The Survey of English Usage was the first research centre in Europe to carry out research with corpora. The Survey is based in the Department of English Language and Literature at University College London.
The Survey of English Usage was founded as the Survey of Spoken English at Durham University in 1959 by Randolph Quirk, moving with him to University College London in 1960. [1] Many well-known linguists have spent time doing research at the Survey, including Bas Aarts, Valerie Adams, John Algeo, Dwight Bolinger, Noël Burton-Roberts, David Crystal, Derek Davy, Jan Firbas, Sidney Greenbaum, Liliane Haegeman, Robert Ilson, Ruth Kempson, Geoffrey Leech, Jan Rusiecki, Jan Svartvik, and Joe Taglicht. The current director is Bas Aarts. [2]
The original Survey Corpus predated modern computing. It was recorded on reel-to-reel tapes, transcribed on paper, filed in filing cabinets, and indexed on paper cards. Transcriptions were annotated with a detailed prosodic and paralinguistic annotation developed by Crystal and Quirk (1964). [3] Sets of paper cards were manually annotated for grammatical structures and filed, so, for example, all noun phrases could be found in the noun phrase filing cabinet in the Survey. Naturally, corpus searches required a visit to the Survey.
This corpus is now known more widely as the London-Lund Corpus (LLC), as it was the responsibility of co-workers in Lund, Sweden, to computerise the corpus. Thirty-four of the spoken texts were published in book form as Svartvik and Quirk (1980), [4] and the corpus was used as the basis for the famous book A Comprehensive Grammar of the English Language (Quirk et al. 1985). [5]

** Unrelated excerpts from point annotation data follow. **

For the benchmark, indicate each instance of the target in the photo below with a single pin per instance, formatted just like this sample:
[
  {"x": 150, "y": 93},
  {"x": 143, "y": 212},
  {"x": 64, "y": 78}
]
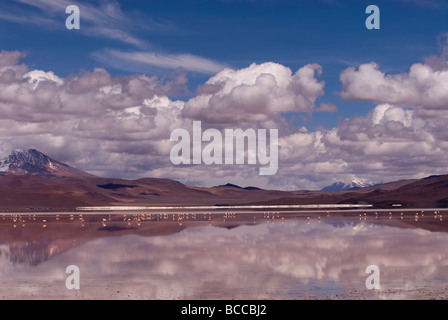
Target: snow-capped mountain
[
  {"x": 33, "y": 162},
  {"x": 354, "y": 185}
]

In 1988 Sidney Greenbaum proposed a new project, ICE, the International Corpus of English. ICE was to be an international project, carried out at research centres around the world, to compile corpora of English varieties where English was the first or second official language. ICE texts would contain spoken and written English in a balanced sample of one million words per component so that these samples could be compared in a wide varieties of ways. The ICE project continues around the world to the present day.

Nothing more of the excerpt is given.